Через несколько минут из тени выступил надзиратель и осведомился, есть ли у Мартина разрешение находиться на улице после наступления комендантского часа. И проверил мешок.
На следующий день, когда итальянец вернулся, ничто не смогло убедить его в том, что Мартин не пытался совершить кражу, так как в мешке оказалось несколько золотых украшений, которые он прятал. Оправдаться несчастному не удалось.
– Я уже ловил его на попытках меня ограбить, – заявил итальянец судьям.
Этого хватило, чтобы те признали его виновным в краже. За воровство полагалась смертная казнь.
Городу принадлежали три главные тюрьмы, все у западной стены: Флит, Ладгейт – в основном для должников – и Ньюгейт.

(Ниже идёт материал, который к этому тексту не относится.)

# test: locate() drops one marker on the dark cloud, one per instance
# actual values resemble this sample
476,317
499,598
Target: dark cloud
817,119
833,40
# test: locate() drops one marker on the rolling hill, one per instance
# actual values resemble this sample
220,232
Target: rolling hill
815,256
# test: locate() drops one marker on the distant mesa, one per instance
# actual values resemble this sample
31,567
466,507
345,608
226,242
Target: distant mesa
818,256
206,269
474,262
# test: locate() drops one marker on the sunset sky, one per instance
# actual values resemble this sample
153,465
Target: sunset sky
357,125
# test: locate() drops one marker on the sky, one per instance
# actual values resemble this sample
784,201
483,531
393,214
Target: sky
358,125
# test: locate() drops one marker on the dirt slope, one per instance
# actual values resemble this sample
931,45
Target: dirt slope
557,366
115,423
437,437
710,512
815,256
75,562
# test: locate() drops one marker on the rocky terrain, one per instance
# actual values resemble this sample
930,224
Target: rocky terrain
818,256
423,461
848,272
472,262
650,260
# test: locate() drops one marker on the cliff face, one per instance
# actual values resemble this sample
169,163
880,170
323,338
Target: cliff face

Они все состояли из нескольких каменных помещений, обычно переполненных. Режим был прост. Узники могли платить тюремщику за еду, или же их дозволялось посещать друзьям и родственникам, если таковые имелись, которые передавали одежду и продукты через решетку. Иначе, если только не являл им милость сердобольный прохожий, они голодали, разве что охранник давал им по доброте душевной немного хлеба и воды.
Мартин Флеминг находился в Ньюгейте уже неделю. Его кормили родные, Джоан приходила каждый день, но надежды не было. Состоятельным людям иногда удавалось выкупить прощение у короля, но малому его положения о том не приходилось и мечтать. Завтра он умрет, и с этим ничего не поделать.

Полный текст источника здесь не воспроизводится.